The process of sending a transaction has different steps:

  1. Creation of unsigned transaction
  2. Sign the transaction with one or more signatures
  3. Submit the transaction
  4. The consensus mechanism agree on which provisional transaction gets included in the next validation ledger
  5. Application of the transaction to the ledger by different servers (validators)

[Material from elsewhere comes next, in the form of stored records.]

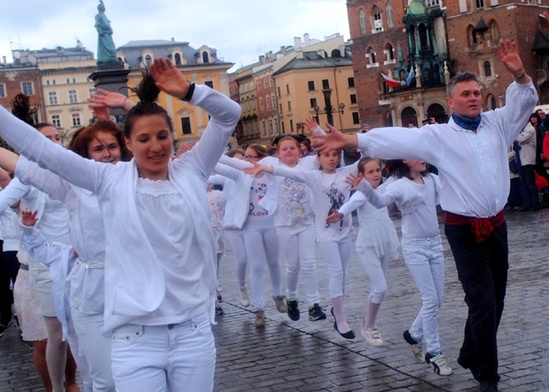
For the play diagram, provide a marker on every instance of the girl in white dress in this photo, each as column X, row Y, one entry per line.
column 376, row 245
column 160, row 280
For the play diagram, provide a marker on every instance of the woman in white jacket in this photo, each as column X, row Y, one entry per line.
column 160, row 257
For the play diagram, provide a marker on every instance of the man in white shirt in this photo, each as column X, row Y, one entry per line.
column 471, row 155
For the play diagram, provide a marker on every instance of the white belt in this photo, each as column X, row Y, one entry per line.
column 92, row 264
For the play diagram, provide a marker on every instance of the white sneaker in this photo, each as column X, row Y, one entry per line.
column 280, row 302
column 372, row 336
column 259, row 318
column 244, row 299
column 439, row 364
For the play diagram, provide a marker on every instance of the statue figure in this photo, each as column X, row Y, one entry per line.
column 106, row 52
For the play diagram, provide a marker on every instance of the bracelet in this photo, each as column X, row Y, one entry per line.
column 520, row 75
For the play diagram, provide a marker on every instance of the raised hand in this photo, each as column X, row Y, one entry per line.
column 508, row 54
column 168, row 78
column 335, row 140
column 28, row 218
column 311, row 124
column 334, row 217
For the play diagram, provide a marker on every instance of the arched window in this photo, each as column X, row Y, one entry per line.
column 487, row 68
column 389, row 12
column 177, row 59
column 494, row 29
column 362, row 18
column 378, row 25
column 408, row 116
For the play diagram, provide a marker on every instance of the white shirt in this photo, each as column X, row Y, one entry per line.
column 473, row 167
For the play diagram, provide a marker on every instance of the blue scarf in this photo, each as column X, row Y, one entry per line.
column 467, row 123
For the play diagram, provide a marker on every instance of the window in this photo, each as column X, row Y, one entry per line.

  6. If enough trusted validators created the exact same ledger, the ledger is declared validated and immutable

Every new transaction the validators "look" at the ledger, which is a snapshot of the current state of transactions on the network and agree upon the current state utilizing the Ripple Protocol Consensus Algorithm (RPCA). Prior to verification, validators take all the valid transactions it has seen that have not yet been applied to the current ledger and makes them public as a list known as the "candidate set". Each validator then groups the candidate sets of all validators on its UNL (unique node list) and votes on the accuracy of all transactions. Transactions that receive more than a minimum percentage of "yes" votes are passed on to the next round while transactions that do not receive enough votes will either be discarded or included in the candidate set for the beginning of the consensus process on the next ledger. The final round of consensus requires at least 80% of a validator UNL agreeing on a transaction. All transactions that meet this requirement are applied to the ledger (Cata, 2018).